General Lee and his family left "Arlington House" at the beginning of the War Between the States. Lee served as advisor to President Jefferson Davis, then commanded the legendary Army of Northern Virginia.

After four terrible years of death and destruction, General Robert E. Lee met General Ulysses S. Grant at Appomattox Courthouse in Virginia on April 9, 1865, that ended their battles.

Lee was called Marse Robert, Uncle Robert and Marble Man. He was loved by the people of the South and adopted by folks from the North.

Lee was a man of honor, proud of his name and heritage. After the War Between the States, he was offered $50,000 for the use of his name. His reply was: "Sirs, my name is the heritage of my parents. It is all I have and it is not for sale." His refusal to this offer came at a time when he had nothing.

In the fall of 1865, Lee was offered and accepted the president of troubled Washington College in Lexington, Virginia. The school later was renamed Washington and Lee College in his honor.

General Robert E. Lee died of a heart attack at his home at Washington College at 9:30 on the morning of October 12, 1870. His last words were "Strike the Tent."

Robert E. Lee is buried at his college’s Lee Chapel near his family and favorite horse "Traveller." A memorial service is planned there on Saturday, January 14, 2006, at noon and is open and free to the pubic.

A prolific writer, Lee wrote his most famous quote to his son Custis in 1852:

"Duty is the sublimest word in our language."

Lest We Forget our American Heritage!

Robert E. Lee Celebration at Capitol, January 19
The Georgia Division of The Sons of Confederate Veterans has released the following directions on Assembly:

Ladies & Gentlemen:

We are not assembling at Turner Field this year. They no longer let people use their parking lot. We have secured a parking lot that will work better. This should be great.

This year we will be able to march on downtown streets, beside the courthouse, city hall, and still circle the Capitol.

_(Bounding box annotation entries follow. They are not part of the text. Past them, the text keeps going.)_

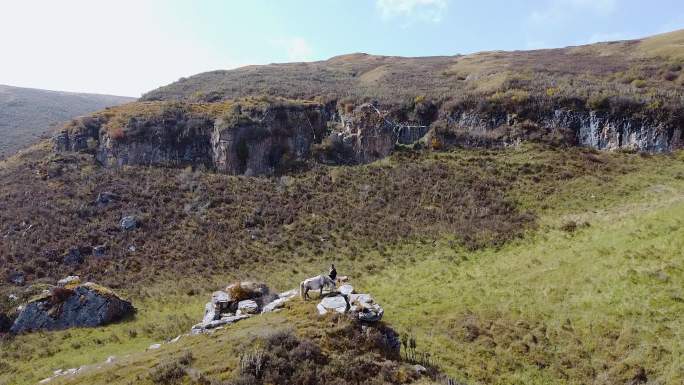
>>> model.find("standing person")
[328,263,337,282]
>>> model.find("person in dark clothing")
[328,263,337,282]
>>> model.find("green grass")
[361,191,684,384]
[0,146,684,384]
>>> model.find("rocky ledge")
[10,277,135,333]
[53,99,427,175]
[191,281,384,334]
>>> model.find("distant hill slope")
[0,85,135,159]
[142,30,684,104]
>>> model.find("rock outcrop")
[53,99,429,177]
[428,108,684,153]
[316,285,385,322]
[211,103,328,175]
[53,99,329,175]
[10,277,135,333]
[191,281,297,334]
[53,97,684,177]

We will park and assemble at:

359 Whitehall Street, SW Atlanta
Directions:

FROM THE NORTH
COME THROUGH DOWNTOWN ON (I-75 I-85),

GET OFF ON EXIT 248-A (IT SAYS MLK – CAPITOL – TURNER FIELD)
GO PAST THE CAPITOL AND IMMEDIATELY TURN LEFT ON WASHINGTON, GO 3 BLOCKS, TURN RIGHT ON MEMORIAL DRIVE, GO SIX-TENTHS OF A MILE & IT BECOMES WHITEHALL. LOOK FOR ASSEMBLY ON RIGHT.

FROM THE SOUTH
GET OFF "I-75 – I-85" AT EXIT 246 (THE CENTRAL AVE – FULTON ST EXIT) – FOLLOW CENTRAL EIGHT TENTHS OF A MILE TO MEMORIAL,

TURN LEFT ON MEMORIAL – GO SIX TENTHS OF MILE, IT BECOMES WHITEHALL – ASSEMBLY AREA ON RIGHT.

FROM THE EAST
GET OFF I-20 AT EXIT 58-A (CAPITOL – TURNER FIELD EXIT)

TURN RIGHT ON CAPITOL
GO SHORT BLOCK & TURN LEFT ON MEMORIAL DRIVE
GO @ 6 TENTHS OF MILE, IT BECOMES WHITEHALL – ASSEMBLY AREA ON RIGHT.

FROM THE WEST
GET OFF I-20 ON EXIT 56-A (McDANIEL STREET)

TURN LEFT & GO ONE BLOCK
TURN RIGHT ON WHITEHALL
ASSEMBLY AREA IS 2 TENTHS OF A MILE ON LEFT.